Chega! Não dá mais pra aguentar esse galo velho caquético. Sonho com o dia em que ele vai ser comido com quiabo e angu. Vão disputar um pedaço daquele peito magrelo, chupar o pescoço até sugar todo o caldinho. E ele enfim vai sumir da minha vida. Se eu precisar assistir mais uma aula sobre “Como cantar no tom e na hora correta”, “Métodos de equilíbrio em poleiros” ou “Como prevenir pintinhos” vou preferir a morte.

Apesar de serem uma bosta, as aulas nem foram o pior momento da minha semana. Depois de muito tempo sumida, a galinha gorda com celulite decidiu fazer um retorno triunfal. Pensei até que ela tinha sido comida, mas pelo jeito não foi. O granjeiro deve ter ficado com nojo, certeza. Ela apareceu no meu poleiro hoje de manhã e puxou assunto. Eu tava meio sonâmbulo ainda, porra. Não me assusta desse jeito. No mínimo ela acha que sou a fim dela. Devo ter pregado chiclete na cruz pra suportar uma galinha tão feia na minha vida!

E olha que nem ligo para aparências. Ela pode ser gorda, ser cheia de celulite, ter umas rugas em lugares que nem imaginei que pudessem existir rugas. O problema é que ela é insuportável. Sou o único frango da granja em idade para procriar, então sobra para quem? Para quem? Nem precisa responder.

Para completar essa semana projetada pelo capeta, uma das aulas contou com a participação de quem? Também não precisa responder. Era uma prática sobre a dança do acasalamento. Tínhamos visto a teoria, agora era a vez de testar pela primeira vez. Então aquele velho me traz a gorda. Não quero fazer a dança do acasalamento com ela. Depois não me reclamem que não sei fazer direito, olhem com quem foi minha iniciação.

É sério, não aguento mais. Quero mandar esses dois direto pro inferno. Passar um tempo dentro de uma televisão de cachorro para ver como é bom. Juro que não é preconceito ou algo do gênero. Não é! É pós-conceito. Desafio qualquer um a se encantar pelo velho ou por aquela gorda. Ou melhor, queria ver alguém precisar fazer a dança do acasalamento na presença de um dos dois.

Para piorar a semana, só faltava chover. Não contente em acabar com o restinho do meu humor, São Pedro mandou granizo. Quando começou o barulho no telhado, um pintinho gritou: “Está chovendo granito”. Na hora até ri, mas agora acredito nele. As pedras de gelo foram tão grandes e pesadas que pareciam granito.

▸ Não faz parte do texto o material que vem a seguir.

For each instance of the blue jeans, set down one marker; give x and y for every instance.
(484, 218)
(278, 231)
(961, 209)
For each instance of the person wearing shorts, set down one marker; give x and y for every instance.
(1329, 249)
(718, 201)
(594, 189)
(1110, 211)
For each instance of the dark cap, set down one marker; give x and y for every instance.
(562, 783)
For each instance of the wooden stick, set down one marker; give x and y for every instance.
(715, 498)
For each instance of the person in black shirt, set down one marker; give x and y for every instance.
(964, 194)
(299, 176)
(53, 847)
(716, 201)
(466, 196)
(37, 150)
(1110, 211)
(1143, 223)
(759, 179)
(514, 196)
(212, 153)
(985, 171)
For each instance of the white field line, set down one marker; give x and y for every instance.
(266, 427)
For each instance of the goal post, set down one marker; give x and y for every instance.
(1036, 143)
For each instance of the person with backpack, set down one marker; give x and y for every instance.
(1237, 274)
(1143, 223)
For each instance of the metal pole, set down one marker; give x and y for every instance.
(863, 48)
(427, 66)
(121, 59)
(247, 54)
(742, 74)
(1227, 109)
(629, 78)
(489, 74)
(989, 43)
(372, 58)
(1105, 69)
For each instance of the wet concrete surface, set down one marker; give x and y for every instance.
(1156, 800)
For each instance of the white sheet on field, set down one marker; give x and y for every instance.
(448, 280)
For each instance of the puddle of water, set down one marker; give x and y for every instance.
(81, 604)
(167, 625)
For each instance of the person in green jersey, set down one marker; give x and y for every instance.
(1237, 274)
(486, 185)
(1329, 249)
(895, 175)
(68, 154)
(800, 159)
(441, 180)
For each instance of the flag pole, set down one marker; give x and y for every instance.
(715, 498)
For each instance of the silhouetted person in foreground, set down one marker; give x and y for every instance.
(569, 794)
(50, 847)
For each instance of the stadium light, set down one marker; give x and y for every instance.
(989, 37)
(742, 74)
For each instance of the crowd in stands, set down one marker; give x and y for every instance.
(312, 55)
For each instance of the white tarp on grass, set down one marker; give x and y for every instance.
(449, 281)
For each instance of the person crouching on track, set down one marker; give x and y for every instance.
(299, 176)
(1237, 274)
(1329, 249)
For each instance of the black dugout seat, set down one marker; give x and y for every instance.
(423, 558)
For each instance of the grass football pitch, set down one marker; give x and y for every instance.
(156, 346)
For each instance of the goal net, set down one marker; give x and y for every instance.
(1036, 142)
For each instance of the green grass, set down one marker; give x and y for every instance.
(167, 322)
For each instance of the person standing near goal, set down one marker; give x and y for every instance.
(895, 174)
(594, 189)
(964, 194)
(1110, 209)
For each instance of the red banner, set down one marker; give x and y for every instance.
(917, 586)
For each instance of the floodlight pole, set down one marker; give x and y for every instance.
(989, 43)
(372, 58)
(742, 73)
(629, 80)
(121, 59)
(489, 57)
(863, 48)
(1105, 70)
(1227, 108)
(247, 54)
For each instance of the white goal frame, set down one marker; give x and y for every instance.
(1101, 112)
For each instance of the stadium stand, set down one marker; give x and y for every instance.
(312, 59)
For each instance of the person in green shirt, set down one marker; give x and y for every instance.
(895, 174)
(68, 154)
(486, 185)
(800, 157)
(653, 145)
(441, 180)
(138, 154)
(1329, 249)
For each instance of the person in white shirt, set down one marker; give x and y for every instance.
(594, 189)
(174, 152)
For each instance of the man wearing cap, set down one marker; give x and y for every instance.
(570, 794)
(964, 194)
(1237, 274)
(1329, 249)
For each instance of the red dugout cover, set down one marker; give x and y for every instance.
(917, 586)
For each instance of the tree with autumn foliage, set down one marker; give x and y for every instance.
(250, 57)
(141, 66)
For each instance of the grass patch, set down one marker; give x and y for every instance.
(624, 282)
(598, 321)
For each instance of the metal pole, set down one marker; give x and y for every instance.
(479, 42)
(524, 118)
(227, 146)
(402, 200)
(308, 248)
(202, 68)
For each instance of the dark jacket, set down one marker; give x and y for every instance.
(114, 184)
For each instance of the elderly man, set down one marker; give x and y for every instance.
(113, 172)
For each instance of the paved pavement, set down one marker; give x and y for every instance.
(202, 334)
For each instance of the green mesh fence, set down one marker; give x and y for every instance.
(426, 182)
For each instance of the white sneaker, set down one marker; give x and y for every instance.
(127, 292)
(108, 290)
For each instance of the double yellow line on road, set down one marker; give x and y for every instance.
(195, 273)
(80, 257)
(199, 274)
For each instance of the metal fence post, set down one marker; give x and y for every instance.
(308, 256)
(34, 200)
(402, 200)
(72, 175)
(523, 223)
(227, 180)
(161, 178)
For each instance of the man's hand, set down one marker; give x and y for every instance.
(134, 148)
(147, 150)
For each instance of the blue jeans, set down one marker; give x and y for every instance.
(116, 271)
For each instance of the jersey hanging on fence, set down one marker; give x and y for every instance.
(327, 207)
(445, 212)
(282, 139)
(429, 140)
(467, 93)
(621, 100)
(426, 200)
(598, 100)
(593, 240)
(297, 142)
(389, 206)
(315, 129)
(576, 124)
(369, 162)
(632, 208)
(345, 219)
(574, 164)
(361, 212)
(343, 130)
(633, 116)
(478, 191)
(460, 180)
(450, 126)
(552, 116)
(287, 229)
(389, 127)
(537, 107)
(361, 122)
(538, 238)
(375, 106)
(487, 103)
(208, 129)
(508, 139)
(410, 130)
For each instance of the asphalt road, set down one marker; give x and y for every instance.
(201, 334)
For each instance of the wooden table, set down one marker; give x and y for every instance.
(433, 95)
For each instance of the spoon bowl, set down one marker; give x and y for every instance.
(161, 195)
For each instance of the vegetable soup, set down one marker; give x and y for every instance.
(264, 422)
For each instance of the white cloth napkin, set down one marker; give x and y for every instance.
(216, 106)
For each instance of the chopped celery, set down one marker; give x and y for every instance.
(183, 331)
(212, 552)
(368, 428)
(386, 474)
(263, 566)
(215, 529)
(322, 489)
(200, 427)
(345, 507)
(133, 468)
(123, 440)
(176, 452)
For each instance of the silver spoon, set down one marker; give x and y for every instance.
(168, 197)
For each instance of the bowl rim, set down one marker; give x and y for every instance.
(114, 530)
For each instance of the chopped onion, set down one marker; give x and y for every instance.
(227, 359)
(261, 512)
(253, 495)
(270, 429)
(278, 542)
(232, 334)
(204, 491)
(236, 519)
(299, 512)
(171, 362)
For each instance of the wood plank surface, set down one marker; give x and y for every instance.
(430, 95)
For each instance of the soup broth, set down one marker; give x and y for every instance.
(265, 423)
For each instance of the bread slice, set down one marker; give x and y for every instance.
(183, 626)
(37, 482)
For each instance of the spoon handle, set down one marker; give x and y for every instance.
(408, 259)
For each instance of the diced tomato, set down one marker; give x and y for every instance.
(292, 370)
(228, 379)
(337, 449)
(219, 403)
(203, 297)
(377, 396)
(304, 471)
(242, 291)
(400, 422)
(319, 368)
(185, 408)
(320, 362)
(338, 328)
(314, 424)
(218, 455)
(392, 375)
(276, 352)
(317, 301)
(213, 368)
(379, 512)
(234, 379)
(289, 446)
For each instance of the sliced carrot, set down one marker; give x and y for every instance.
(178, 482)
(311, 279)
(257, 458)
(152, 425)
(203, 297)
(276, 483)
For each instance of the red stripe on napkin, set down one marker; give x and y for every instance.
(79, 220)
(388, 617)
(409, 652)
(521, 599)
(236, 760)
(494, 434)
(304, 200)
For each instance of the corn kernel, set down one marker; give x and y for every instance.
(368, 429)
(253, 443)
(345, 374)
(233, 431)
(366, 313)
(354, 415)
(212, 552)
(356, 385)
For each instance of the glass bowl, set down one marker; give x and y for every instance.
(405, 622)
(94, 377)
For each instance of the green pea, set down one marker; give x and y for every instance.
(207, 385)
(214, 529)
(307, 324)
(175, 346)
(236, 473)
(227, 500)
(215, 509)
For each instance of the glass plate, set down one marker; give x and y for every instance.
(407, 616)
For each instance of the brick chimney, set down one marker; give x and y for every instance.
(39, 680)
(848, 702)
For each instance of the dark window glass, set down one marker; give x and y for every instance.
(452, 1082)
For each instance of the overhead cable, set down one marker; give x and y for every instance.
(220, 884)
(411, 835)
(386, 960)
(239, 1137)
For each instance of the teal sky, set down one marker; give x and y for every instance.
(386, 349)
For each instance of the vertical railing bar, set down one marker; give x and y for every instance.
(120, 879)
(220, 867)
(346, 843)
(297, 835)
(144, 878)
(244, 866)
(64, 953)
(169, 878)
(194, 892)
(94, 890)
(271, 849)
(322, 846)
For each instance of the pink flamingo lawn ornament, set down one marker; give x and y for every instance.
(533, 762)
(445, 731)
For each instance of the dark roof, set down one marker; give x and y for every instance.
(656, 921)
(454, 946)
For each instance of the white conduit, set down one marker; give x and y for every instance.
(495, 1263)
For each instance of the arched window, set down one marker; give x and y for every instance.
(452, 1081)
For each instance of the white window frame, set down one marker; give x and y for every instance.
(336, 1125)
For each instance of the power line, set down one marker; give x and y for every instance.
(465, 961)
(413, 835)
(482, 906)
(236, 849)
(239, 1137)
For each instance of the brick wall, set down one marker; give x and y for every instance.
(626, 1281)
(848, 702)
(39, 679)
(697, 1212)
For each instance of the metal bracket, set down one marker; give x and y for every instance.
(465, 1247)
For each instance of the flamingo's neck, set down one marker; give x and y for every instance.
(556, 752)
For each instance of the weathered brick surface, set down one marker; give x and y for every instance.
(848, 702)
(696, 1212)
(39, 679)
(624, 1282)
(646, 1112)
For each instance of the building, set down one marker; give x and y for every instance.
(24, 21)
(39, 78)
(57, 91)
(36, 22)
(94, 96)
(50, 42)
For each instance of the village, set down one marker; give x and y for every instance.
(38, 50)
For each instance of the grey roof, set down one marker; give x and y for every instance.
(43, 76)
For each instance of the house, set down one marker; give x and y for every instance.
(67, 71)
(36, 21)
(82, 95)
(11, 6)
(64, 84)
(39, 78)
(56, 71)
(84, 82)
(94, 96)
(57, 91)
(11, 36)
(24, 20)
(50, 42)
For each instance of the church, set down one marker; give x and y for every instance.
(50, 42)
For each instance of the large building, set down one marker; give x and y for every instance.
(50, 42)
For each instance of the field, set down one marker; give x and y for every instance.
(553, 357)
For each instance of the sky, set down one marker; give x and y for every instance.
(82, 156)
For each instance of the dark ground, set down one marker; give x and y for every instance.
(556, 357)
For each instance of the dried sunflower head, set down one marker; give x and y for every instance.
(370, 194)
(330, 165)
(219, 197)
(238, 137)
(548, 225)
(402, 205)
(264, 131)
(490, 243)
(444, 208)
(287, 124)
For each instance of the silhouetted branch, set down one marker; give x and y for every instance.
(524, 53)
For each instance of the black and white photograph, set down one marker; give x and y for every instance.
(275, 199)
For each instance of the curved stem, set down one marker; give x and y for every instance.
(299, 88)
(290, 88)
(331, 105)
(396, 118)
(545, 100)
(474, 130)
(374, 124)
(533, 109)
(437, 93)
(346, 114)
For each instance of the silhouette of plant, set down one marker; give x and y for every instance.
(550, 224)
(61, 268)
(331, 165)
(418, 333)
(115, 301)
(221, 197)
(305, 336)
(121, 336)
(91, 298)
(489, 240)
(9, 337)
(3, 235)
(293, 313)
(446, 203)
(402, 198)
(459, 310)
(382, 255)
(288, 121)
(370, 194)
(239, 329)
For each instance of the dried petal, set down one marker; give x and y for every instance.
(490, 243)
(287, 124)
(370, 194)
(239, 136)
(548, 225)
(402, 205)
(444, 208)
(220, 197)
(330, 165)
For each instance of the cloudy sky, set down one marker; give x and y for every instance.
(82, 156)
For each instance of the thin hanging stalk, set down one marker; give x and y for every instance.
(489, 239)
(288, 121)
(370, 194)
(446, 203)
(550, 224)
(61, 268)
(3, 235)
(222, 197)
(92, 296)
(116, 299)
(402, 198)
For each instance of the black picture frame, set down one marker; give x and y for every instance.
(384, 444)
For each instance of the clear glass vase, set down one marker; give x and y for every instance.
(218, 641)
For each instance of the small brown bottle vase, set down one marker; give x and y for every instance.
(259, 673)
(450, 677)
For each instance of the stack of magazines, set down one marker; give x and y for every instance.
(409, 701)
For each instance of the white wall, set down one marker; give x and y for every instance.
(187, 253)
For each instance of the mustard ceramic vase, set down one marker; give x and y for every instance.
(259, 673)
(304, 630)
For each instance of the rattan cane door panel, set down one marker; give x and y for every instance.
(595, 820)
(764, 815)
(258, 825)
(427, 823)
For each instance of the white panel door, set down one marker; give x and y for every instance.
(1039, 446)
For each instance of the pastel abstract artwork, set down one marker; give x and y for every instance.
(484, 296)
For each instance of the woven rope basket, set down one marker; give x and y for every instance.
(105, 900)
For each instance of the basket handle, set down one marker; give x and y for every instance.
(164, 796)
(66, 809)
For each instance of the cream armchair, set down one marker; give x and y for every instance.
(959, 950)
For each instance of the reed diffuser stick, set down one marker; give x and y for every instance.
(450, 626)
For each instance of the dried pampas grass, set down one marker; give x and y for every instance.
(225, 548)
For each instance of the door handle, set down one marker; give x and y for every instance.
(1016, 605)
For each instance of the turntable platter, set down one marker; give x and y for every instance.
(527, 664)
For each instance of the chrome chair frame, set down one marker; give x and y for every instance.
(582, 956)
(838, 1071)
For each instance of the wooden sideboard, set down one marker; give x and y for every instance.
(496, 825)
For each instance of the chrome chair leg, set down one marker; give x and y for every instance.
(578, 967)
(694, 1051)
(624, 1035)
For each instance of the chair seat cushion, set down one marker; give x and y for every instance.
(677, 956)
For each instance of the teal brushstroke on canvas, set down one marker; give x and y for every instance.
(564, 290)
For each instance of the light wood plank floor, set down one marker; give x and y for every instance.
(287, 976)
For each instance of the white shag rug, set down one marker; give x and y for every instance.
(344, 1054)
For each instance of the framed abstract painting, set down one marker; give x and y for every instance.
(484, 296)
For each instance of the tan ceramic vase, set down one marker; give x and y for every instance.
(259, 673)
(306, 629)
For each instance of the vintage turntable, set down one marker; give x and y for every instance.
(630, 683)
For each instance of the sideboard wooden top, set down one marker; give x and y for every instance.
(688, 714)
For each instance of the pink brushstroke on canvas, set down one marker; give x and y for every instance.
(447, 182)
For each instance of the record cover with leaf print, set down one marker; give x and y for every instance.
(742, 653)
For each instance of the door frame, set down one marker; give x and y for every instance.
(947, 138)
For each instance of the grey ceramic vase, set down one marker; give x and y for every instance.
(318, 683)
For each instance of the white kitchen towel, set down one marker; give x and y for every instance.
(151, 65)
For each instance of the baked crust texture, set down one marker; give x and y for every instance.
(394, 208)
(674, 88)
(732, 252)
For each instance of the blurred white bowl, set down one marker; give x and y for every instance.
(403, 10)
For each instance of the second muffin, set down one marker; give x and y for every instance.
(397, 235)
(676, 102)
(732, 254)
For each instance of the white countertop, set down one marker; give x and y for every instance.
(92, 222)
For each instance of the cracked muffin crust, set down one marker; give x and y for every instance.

Para aumentar meu bom humor, caiu uma pedra em cima do telhado e fez um furo no teto do meu poleiro. Agora tem uma goteira infernal em cima da minha cama, vou precisar mudar de lugar. Espero que tenha um lugar bom para dormir.

Deixa eu ver onde tem um lugar vazio. Tem um ninho só com uma galinha por ali. Vou me dar bem essa noite. Passar o tempo todo grudado com uma galinha, vai ser ótimo! É só fazer ela dar uma chegadinha para lá…

Ah não! É perseguição, não tem condições. Por que o último lugar para dormir é ao lado da gorda?


Vou desativar meu antigo blog, o “Memórias de um frango”. Para isso, vou resgatar as crônicas que estavam postadas lá, dar uma repaginada e trazer para cá. Aos poucos a personalidade do frango foi se moldando e ele ganhou alguns contornos mais nítidos para mim. O primeiro, ele detesta o galo velho. Segundo, ele também detesta a galinha gorda. Lógico, tem muito de machismo arraigado aí, que tentei aliviar com o passar do tempo. O Frango é uma sátira, uma piada. E ele sempre se dá mal. Isso atenua ele.